SWIRE Shipping Fijian Drua chief executive officer Mark Evans says while it is too early to accurately assess the team’s performance, only having debuted in its first season last year, he adds it has captured Fiji’s imagination of the sport to a noteworthy degree.

In an interview at the Drua home base in Nadi yesterday, Evans said it was too early to draw many conclusions from the team’s first year.

“It was an extraordinary year. The team left the island in November (2021), didn’t come back till well into the next year (2022).
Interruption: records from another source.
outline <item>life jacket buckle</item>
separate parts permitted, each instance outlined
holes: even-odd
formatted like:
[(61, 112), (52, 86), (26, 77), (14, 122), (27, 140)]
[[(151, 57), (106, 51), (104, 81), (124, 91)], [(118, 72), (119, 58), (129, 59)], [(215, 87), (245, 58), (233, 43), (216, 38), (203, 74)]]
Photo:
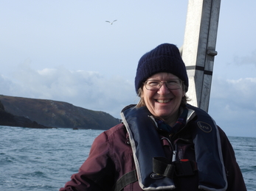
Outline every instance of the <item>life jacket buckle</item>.
[(194, 175), (197, 170), (197, 165), (195, 161), (181, 159), (173, 162), (176, 166), (175, 174), (176, 176), (187, 176)]

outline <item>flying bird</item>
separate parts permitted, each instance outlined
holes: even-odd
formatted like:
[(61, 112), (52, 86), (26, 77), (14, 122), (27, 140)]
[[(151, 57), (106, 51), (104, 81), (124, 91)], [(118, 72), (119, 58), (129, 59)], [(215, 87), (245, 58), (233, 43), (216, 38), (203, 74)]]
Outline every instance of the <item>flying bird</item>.
[(110, 23), (110, 24), (113, 24), (113, 23), (114, 22), (114, 21), (117, 21), (117, 20), (114, 20), (114, 21), (113, 21), (112, 22), (111, 22), (111, 21), (105, 21), (106, 22), (108, 22), (108, 23)]

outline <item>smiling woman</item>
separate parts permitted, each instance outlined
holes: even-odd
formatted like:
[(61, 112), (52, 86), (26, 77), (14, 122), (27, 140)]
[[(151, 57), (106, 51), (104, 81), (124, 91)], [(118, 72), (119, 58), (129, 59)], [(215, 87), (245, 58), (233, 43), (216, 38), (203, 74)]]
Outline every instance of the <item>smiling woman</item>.
[(144, 54), (135, 78), (140, 101), (125, 107), (122, 123), (95, 139), (60, 191), (246, 190), (225, 133), (187, 104), (188, 86), (176, 46), (161, 44)]

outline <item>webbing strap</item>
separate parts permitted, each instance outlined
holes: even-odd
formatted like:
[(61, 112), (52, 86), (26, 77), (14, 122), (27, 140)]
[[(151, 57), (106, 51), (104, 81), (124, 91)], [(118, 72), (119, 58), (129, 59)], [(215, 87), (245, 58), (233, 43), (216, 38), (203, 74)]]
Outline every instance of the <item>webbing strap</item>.
[(137, 176), (136, 173), (136, 170), (134, 170), (126, 174), (124, 174), (121, 176), (120, 179), (117, 180), (116, 184), (114, 185), (112, 190), (114, 191), (120, 191), (128, 184), (134, 183), (138, 180)]
[(153, 171), (163, 176), (173, 179), (175, 171), (175, 166), (169, 164), (167, 158), (153, 157)]

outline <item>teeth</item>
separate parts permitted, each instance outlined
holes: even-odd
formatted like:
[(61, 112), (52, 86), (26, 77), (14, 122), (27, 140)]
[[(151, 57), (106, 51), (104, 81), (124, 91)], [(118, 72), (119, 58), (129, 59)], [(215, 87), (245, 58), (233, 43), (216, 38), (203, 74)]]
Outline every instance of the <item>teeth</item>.
[(158, 99), (157, 100), (157, 102), (159, 102), (159, 103), (167, 103), (167, 102), (169, 102), (170, 101), (170, 99), (164, 99), (164, 100), (162, 100), (162, 99)]

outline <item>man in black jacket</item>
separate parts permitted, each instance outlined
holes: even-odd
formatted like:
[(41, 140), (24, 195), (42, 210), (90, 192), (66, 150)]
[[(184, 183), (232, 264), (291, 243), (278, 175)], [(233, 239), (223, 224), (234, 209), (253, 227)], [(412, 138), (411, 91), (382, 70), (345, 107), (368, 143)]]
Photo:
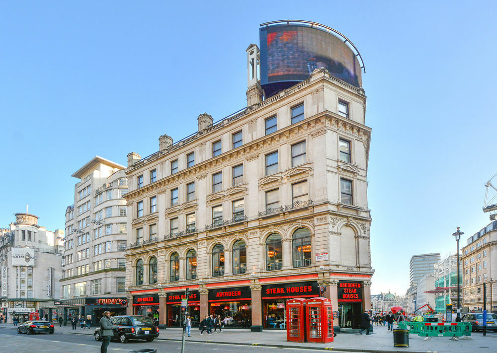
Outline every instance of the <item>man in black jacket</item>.
[(366, 330), (366, 334), (369, 334), (369, 326), (371, 326), (371, 319), (369, 318), (369, 314), (368, 314), (368, 311), (365, 310), (364, 312), (362, 313), (361, 315), (361, 327), (359, 329), (360, 331), (359, 333), (362, 334), (362, 331), (364, 330)]

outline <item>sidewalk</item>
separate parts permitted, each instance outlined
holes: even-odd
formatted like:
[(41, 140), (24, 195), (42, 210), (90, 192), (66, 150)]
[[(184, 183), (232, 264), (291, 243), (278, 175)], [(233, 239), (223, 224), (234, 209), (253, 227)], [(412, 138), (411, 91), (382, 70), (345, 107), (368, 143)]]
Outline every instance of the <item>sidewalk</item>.
[[(10, 324), (0, 324), (0, 329), (15, 329)], [(78, 328), (72, 330), (71, 326), (59, 327), (55, 326), (56, 333), (62, 332), (67, 334), (83, 334), (93, 335), (95, 328), (90, 330)], [(393, 337), (386, 327), (375, 326), (375, 332), (369, 335), (338, 334), (334, 341), (330, 343), (296, 343), (286, 342), (285, 331), (265, 330), (262, 332), (250, 332), (248, 330), (226, 329), (223, 333), (219, 332), (208, 336), (205, 332), (200, 335), (198, 329), (192, 329), (191, 337), (187, 338), (187, 341), (209, 342), (218, 344), (232, 344), (248, 346), (267, 346), (279, 348), (307, 348), (310, 350), (327, 350), (337, 351), (356, 352), (406, 352), (411, 353), (494, 353), (497, 351), (497, 334), (487, 333), (484, 337), (481, 333), (474, 333), (472, 338), (474, 340), (450, 341), (449, 337), (433, 337), (430, 341), (423, 341), (422, 337), (411, 335), (409, 336), (409, 348), (394, 347)], [(168, 328), (161, 330), (161, 334), (157, 340), (181, 341), (181, 329)]]

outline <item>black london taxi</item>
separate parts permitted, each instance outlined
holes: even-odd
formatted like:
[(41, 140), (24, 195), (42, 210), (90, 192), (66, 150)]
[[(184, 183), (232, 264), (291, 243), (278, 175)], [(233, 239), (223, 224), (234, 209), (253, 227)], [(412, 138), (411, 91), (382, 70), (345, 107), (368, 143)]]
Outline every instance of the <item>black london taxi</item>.
[(29, 321), (21, 324), (17, 326), (17, 333), (25, 333), (32, 335), (35, 333), (53, 334), (54, 325), (48, 321)]
[[(118, 326), (114, 329), (114, 336), (111, 340), (117, 340), (121, 343), (126, 343), (129, 340), (145, 340), (151, 342), (159, 337), (159, 328), (154, 325), (151, 318), (141, 315), (125, 315), (110, 318), (110, 322)], [(100, 327), (95, 329), (93, 334), (95, 341), (101, 341)]]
That generated huge amount of increased costs that were not predicted,” Evans told this newspaper.

“And also meant that some of the functions you would normally have made progress with in the first year didn’t actually take place.

“On the field, which is obviously one of the matrixes, I think the team probably slightly exceeded expectations, particularly given the home field advantage which is a significant thing in all sport.

“But particularly given the climate differentials within the competition, the Drua wasn’t able to take advantage of that, means that I think the performance on the field that was all the more notable.”

Evans said in some ways, this season would be the first proper with the whole team together in the country.

“We’ve got a new base, we’re all together, we’ve got longer time to prepare, so I think in some ways, it’s way, way too early to assess how well or not well the Drua did in different areas.

“So we’ll have a much better idea into the first whole all-island season. But I would say that it has captured the imagination of the country to a significant degree.

“The commercial sector has been terribly supportive, really good, really impressive.

“And we’ve made some significant strides in pro-development in terms of creating the development squad, identifying some youngsters and bringing them into a largely full[1]time program.” Evans said sport was “quite a long term business” and one would not “sensibly assess the Drua’s performance across the piece until at least the end of three years, and probably if you want to be more accurate, over five (years)”.

The Fijian Drua played 14 games in the first season. It won two games — against Rebels 31-26, Moana Pasifika 34-19 and nearly created three upsets with two of super rugby’s greatest teams — Highlanders 27-24, Chiefs 35-34, and the Reds 33-28.